When Congress amended the Foreign Intelligence Surveillance Act last year, it enacted a requirement that the Inspectors General of agencies that participated in the Bush Administration’s warrantless surveillance program must prepare a comprehensive review of that program, which was conducted from 2001 to 2007 outside of the FISA legal framework that normally regulates intelligence surveillance.
The final report of the Inspectors General, due in July 2009, is supposed to address “all of the facts necessary to describe the establishment, implementation, product, and use of the product of the Program,” among other things. It “will include both unclassified and classified volumes.”
An interim report, completed last fall, has just been released. The three-page letter report does not present any new findings, but rather lays out the scope of the ongoing review and the division of labor among five agency Inspectors General.
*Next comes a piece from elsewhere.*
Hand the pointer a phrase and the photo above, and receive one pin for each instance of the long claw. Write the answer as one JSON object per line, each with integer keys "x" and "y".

The subject matter of the review ranges widely from legal assessments of the Program (DoJ) to its technical operation (NSA) to communications with private-sector entities concerning the Program (ODNI) to the involvement of the Office of the Secretary of Defense (DoD) and the threat assessments supporting reauthorization of the Program (CIA).
Furthermore, “Each of the IG teams will be alert to other matters … that should be examined as part of a comprehensive review of the Program,” the interim report states.
The newly disclosed interim report was originally submitted to Congress in classified form last September. An unclassified version of the report (which entailed the removal of one sentence) was prepared for the Senate Intelligence Committee in November. But the unclassified report, dated November 24, 2008, was only approved for public release this week, in response to a request from Secrecy News.